FindGeo is also available as a stand-alone version which has all the functionality of the web version. It produces the same output files described above (see Output formats), which are placed in subdirectories each called by the identifier of the metal that they refer to (e.g., ZN_262_2041_A). In addition, an output file called FindGeo.summary is produced, which lists the coordination geometries for all the metals identified in the input structure.


Synopsis
python findgeo.py [options] –p <pdbfile> (To use a local PDB file as input)
python findgeo.py [options] –c <pdbcode> (To download a PDB file from the PDB website)

Options
-h	--help				Help; print a brief reminder of command line usage and all available options.
-w	--wdir				Specify the directory where the input PDB file is found (when the –p option is used) or is to be downloaded (when the –c option is used),
					and where the output is to be placed. Default is ./. 
-t	--threshold			Specify the threshold distance for metal coordination by donor atoms. Default is 2.8 Å.
-e	--excluded_donors		Specify the chemical symbol(s) of the atom(s) (separated by commas) that must not be taken into account for metal coordination. Default is C and H.
-m	--metal				Specify the chemical symbol of the metal whose coordination geometry is to be determined.

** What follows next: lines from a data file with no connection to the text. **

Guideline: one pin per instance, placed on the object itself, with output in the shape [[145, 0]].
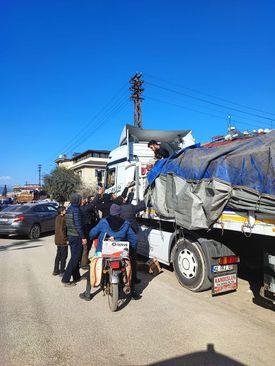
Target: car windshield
[[16, 209]]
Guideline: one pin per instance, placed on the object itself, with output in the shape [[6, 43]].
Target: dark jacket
[[73, 221], [88, 215], [129, 211], [122, 232], [60, 235], [103, 203]]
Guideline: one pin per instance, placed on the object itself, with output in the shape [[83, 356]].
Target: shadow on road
[[209, 357], [18, 244], [144, 275]]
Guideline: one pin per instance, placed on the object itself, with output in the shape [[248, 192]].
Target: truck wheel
[[190, 266], [35, 232]]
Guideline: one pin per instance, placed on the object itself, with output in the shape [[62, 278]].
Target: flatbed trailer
[[201, 259]]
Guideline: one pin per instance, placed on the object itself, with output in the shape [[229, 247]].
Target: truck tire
[[35, 232], [190, 266]]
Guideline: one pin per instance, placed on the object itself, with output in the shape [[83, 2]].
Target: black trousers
[[60, 258], [72, 269], [86, 248]]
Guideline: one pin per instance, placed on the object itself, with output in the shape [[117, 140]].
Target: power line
[[93, 126], [200, 112], [209, 102], [103, 110], [113, 112], [209, 95]]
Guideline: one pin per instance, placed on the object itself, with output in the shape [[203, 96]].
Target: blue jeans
[[72, 269]]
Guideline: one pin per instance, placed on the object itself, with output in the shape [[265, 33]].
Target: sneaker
[[75, 281], [126, 289], [135, 295], [69, 284], [85, 296]]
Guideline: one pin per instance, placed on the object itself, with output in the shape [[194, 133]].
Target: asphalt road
[[44, 323]]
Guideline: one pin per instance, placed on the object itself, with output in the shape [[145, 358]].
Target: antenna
[[39, 174], [136, 89]]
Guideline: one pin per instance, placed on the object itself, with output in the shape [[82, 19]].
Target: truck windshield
[[110, 178]]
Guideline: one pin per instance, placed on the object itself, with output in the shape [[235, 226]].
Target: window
[[51, 208], [110, 177], [39, 208]]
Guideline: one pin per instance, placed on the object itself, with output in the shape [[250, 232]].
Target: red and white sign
[[224, 283], [115, 249]]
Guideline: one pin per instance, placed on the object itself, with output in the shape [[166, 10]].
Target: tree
[[61, 183]]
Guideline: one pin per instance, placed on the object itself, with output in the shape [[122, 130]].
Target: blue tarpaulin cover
[[240, 174]]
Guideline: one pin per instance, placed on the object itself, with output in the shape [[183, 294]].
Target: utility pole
[[136, 89], [229, 122], [39, 174]]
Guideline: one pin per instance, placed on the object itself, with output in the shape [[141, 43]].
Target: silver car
[[30, 219]]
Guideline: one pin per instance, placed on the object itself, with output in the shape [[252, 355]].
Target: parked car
[[5, 202], [30, 219]]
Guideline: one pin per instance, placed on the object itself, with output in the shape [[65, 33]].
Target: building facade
[[89, 165]]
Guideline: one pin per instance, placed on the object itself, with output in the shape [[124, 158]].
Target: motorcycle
[[114, 274]]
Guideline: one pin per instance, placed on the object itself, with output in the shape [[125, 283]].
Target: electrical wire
[[89, 128], [200, 112], [209, 102], [209, 95], [103, 110]]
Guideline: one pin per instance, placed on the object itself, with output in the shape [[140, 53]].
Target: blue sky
[[63, 62]]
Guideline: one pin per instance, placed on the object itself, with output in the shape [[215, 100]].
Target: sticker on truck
[[224, 283]]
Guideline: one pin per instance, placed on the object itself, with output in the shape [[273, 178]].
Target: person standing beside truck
[[102, 201], [128, 212], [60, 239], [76, 239], [89, 220], [159, 151], [118, 229]]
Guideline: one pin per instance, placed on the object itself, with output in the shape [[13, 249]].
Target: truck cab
[[130, 160]]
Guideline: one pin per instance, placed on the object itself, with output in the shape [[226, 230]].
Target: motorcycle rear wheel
[[113, 296]]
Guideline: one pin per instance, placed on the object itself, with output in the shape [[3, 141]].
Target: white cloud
[[5, 177]]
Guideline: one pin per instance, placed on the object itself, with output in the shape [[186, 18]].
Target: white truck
[[201, 258]]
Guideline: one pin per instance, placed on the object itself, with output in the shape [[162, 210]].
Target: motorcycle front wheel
[[113, 296]]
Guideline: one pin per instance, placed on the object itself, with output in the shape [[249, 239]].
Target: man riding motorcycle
[[117, 229]]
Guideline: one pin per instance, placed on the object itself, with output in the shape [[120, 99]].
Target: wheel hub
[[188, 264]]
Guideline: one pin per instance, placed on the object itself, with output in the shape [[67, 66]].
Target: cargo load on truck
[[194, 186]]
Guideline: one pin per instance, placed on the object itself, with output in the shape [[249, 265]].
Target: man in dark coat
[[102, 202], [159, 151], [60, 239], [129, 212], [76, 239], [89, 220]]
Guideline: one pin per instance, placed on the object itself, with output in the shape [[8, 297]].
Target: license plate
[[4, 220], [224, 283], [228, 267]]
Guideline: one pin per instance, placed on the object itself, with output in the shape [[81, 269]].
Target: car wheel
[[35, 232], [190, 266]]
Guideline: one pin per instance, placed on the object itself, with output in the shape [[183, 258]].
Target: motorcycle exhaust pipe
[[114, 278]]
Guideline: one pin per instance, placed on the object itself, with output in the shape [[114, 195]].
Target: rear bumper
[[13, 230]]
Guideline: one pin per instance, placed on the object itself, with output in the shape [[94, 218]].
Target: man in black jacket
[[159, 151], [129, 212], [89, 220], [102, 202], [76, 239]]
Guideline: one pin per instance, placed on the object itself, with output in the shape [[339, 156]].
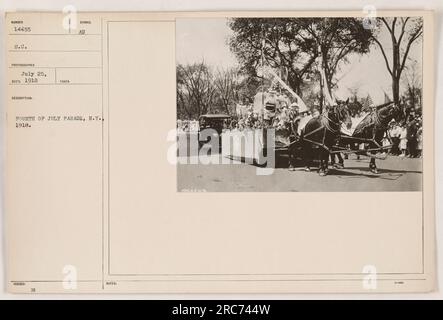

Default is all metals.
-o	--overwrite			Overwrite existing files and directories with the same names as those generated by the program. By default, this option 
					is not active and the program will stop when trying to create files or directories that already exist.

Reference
More detailed documentation can be found in the article where FindGeo is described:

Andreini C, Cavallaro G, Lorenzini S.
FindGeo: a tool for determining metal coordination geometry.
Bioinformatics 28, 1658-1660 (2012). [PMID: 22556364]

Please cite this article to reference FindGeo in publications.